June Rodil, the current Beverage Director for McGuire Moorman Hospitality, who previously did a pioneering beverage program for sushi at Uchi Restaurant in Austin, Texas, underscores Ehrlich’s point that people are inclined to drink what they are used to when they dine on raw fish and sometimes that is wine.
[The menu] is all in Japanese. And if people are already taking the leap on food, sometimes they want to hold onto something that they know. Like, they are, "Oh, I am going to be super adventurous with this weird food and do the omakase, and give me anything’ when it comes to food. Because that is why they walked in the door. But then it is "I will take the Cabernet"…There is a lot of things: you don’t know who your server is, everybody is bringing you food, there are like weird things happening, you are supposed to eat with your hands, and it is like, "What am I supposed to do?" and "I want a Sauvignon Blanc."

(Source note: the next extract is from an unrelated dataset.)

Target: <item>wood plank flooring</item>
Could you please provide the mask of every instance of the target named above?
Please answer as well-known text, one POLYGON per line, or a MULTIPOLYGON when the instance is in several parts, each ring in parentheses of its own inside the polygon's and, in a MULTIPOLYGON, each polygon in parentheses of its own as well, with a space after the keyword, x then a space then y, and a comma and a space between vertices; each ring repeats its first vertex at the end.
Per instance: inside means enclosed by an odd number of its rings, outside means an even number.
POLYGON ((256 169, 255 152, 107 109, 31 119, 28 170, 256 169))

Rodil suggests that when restaurants line up recognizable wine categories next to sake choices and Asian beers that may be less familiar, guests can take some comfort in ordering wine. "It is understanding your guest."
Ehrlich’s experience suggests that consumers who think of sushi as Japanese food may be more likely to pair sake with their meal, while those who think of sushi as a high end dining experience, akin to the other highly rated Western restaurants in the city, are somewhat more likely to select wine. Ehrlich says:
To sum this up, I'm not sure that wine is about to become a go-to for sushi for diners who don't already drink wine regularly — sake and beer still outsells wine at all of our Japanese restaurants. But in those guests who do drink wine regularly, I do see the desire not to settle for schlock but rather an eagerness to seek out something excellent.
Sushi restaurants in New York appear to be responding with increased attention to wine and deeper wine lists on offer.